Aunque la historia que recrea William Ospina en su última novela ha sido contada en múltiples ocasiones y ya forma parte del imaginario colectivo literario, no le preocupa al colombiano la coincidencia de intereses con otros autores, porque “cada quien busca algo tan personal en ella, que no existe el peligro de que estemos compitiendo por el mismo relato”. Y es que el autor de la trilogía de la Conquista no ha podido sustraerse al embrujo de aquellas noches y aquellas mentes que, a orillas del lago Lemán, engendraron simultáneamente dos de los mitos más conspicuos de la cultura moderna: el vampiro y el monstruo de Frankenstein.
La aproximación de Ospina es histórica, periodística, autobiográfica. Un relato de viajes, los suyos y los de sus personajes, y una búsqueda poética del sentido oculto tras la azarosa confluencia de condiciones que favorecieron el momento de la creación: fue necesaria una erupción volcánica en una isla de Indonesia para que el verano no llegara a Ginebra el año en que Clara Clairmont propició un encuentro memorable. En Villa Diodati coincidieron el demoníaco Byron y el angelical Shelley, su joven pareja Mary Godwin y Clara, su hermanastra, el médico del primero, Polidori, y, ocasionalmente, la condesa Anna Potocka y Matthew Lewis el autor de ‘El monje’, una de las novelas fundacionales del género gótico.
De las circunstancias que rodearon la noche fecunda nos informa Ospina, añadiendo su versión del conflicto que entre Byron y Polidori supuso la publicación de ‘El vampiro’. Pero también se entretiene en las biografías de sus personajes, recordándonos que los progenitores de Mary fueron el teórico anarquista William Godwin y la feminista y libertaria Mary Wollstonecraft, o que la muerte alcanzaría en breve y de forma trágica a los protagonistas masculinos del relato. Y como para crear una sensación de totalidad a través de una red de relaciones, Ospina se asoma a algunas ramificaciones de la historia para encontrar a Lewis Carroll fotografiando a los sobrinos prerrafaelitas de Polidori; a Milton alojándose supuestamente en Villa Diodati, o a Henry James convirtiendo a Clara Clairmont en personaje de ‘Los papeles de Aspern’.

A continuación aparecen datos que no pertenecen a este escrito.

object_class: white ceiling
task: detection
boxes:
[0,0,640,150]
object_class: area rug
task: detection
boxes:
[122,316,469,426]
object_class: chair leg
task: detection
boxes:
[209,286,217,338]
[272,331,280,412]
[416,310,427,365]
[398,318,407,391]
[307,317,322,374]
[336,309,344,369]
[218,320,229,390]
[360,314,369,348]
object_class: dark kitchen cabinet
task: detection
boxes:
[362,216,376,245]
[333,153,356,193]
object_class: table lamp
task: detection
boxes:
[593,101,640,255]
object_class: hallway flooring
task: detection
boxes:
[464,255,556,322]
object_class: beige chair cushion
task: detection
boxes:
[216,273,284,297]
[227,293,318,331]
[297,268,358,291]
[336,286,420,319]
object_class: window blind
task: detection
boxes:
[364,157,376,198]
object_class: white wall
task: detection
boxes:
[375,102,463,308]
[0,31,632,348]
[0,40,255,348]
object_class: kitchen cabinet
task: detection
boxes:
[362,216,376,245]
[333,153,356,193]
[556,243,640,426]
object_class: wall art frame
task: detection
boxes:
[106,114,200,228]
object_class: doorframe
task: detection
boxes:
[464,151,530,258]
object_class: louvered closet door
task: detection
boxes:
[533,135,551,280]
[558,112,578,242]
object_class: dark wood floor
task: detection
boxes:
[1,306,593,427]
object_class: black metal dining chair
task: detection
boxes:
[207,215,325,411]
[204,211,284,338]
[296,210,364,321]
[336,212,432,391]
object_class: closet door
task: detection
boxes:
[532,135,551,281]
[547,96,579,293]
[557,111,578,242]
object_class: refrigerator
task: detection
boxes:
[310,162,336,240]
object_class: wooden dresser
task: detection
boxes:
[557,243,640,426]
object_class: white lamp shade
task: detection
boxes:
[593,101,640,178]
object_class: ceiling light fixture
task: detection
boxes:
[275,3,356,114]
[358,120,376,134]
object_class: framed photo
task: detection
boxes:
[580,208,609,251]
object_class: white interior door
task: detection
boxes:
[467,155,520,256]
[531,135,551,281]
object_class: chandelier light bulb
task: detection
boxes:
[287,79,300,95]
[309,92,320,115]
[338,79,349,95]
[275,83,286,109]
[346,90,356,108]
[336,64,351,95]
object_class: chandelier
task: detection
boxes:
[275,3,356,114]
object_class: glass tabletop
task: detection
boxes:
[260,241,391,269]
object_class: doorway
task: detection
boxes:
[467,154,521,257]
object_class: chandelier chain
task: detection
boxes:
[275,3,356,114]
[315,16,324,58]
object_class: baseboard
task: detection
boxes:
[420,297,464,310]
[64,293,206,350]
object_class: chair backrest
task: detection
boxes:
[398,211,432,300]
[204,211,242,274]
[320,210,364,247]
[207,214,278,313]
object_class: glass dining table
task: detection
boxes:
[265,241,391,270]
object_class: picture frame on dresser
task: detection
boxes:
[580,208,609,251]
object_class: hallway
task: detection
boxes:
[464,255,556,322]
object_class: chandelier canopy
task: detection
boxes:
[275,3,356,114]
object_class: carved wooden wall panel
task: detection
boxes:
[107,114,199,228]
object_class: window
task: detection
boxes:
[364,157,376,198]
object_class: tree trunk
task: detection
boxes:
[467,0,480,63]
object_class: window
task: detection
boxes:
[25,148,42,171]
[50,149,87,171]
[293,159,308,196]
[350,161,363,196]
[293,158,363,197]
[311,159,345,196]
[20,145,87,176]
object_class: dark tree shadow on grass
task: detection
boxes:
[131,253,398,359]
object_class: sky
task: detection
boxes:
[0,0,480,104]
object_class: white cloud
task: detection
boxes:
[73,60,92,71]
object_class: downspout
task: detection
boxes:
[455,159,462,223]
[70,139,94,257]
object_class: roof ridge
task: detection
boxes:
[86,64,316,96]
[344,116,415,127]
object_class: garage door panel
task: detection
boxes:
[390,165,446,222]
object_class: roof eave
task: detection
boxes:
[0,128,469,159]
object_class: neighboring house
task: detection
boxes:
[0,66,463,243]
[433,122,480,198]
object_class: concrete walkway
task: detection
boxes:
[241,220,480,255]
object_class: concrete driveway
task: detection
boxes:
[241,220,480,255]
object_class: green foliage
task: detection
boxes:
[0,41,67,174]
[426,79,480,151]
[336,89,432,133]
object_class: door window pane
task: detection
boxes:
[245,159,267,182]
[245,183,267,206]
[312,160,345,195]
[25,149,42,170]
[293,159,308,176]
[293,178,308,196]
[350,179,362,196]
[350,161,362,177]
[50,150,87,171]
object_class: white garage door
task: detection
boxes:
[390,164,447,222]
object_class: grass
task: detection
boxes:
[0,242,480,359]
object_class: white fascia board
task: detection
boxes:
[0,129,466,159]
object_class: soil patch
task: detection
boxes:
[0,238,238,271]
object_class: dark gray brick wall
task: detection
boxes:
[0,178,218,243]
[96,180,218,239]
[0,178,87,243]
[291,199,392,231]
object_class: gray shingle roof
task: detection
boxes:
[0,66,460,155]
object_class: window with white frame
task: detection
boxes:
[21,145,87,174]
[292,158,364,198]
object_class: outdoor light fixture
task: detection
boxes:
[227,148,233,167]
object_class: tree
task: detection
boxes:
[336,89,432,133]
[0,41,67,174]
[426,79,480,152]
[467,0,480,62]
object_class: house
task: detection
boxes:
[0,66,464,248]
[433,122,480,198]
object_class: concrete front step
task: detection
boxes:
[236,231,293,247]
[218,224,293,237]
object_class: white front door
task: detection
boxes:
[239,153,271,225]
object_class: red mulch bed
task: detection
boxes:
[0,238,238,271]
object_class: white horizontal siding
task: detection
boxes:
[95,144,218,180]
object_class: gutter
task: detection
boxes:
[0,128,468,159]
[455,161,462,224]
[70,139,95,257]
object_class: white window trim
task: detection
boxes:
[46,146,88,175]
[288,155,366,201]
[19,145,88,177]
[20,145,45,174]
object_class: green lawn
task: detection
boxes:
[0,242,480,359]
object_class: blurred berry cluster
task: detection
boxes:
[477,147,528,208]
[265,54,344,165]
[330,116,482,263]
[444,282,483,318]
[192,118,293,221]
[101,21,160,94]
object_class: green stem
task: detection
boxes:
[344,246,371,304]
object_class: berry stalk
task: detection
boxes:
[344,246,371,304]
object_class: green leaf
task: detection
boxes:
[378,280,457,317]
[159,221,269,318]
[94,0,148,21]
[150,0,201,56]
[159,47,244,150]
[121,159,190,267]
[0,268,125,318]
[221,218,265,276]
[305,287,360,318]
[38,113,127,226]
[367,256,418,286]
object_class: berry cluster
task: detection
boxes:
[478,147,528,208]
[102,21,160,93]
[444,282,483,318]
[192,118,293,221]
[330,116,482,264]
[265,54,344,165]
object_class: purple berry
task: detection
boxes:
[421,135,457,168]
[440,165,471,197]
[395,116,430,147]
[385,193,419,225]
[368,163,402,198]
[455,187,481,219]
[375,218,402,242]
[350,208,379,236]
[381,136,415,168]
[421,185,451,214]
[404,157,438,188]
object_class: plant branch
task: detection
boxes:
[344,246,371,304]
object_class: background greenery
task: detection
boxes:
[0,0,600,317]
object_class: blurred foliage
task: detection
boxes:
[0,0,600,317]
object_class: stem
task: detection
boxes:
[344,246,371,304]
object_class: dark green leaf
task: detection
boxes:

A ese complejo entramado que parece insinuar un sentido, añade Ospina la relación de casualidades, contratiempos, viajes y encuentros que rodearon la confección de su texto, desde el hallazgo de un libro desconocido en una librería de París a la tormenta que lo sorprendió en Buenos Aires, pasando por las espesas nieblas que lo acosaron en la campiña inglesa, similares a las que encontró en la visita a las montañas colombianas de su región natal. Un trasiego obsesivo entre dos continentes favorecido por participaciones en encuentros literarios y dictado de conferencias.
El sugerente lenguaje de Ospina quiere ser el cauce para encontrar trascendencia en el proceso de creación del mito, que en el caso del monstruo de Frankenstein parte de sus antecesores de la tradición judía para proyectarse en los imparables avances en inteligencia artificial. Parece evidenciarse así una pertinaz continuidad que lleva al autor a preguntarse: “¿es toda invención una reinvención, todo hallazgo un recuerdo, y la vida el cumplimiento de un relato que ya oímos de niños junto al fuego?”.
‘El año del verano que nunca llegó’ es pues una razonada y sorprendente porción de historia de la literatura y el pensamiento, que nos retrotrae a ciertas noches de lecturas veraniegas y escalofriantes, y que nos hace coincidir con su autor en que “lo nuestro no es el paraíso sino demorar ansiosamente su llegada”.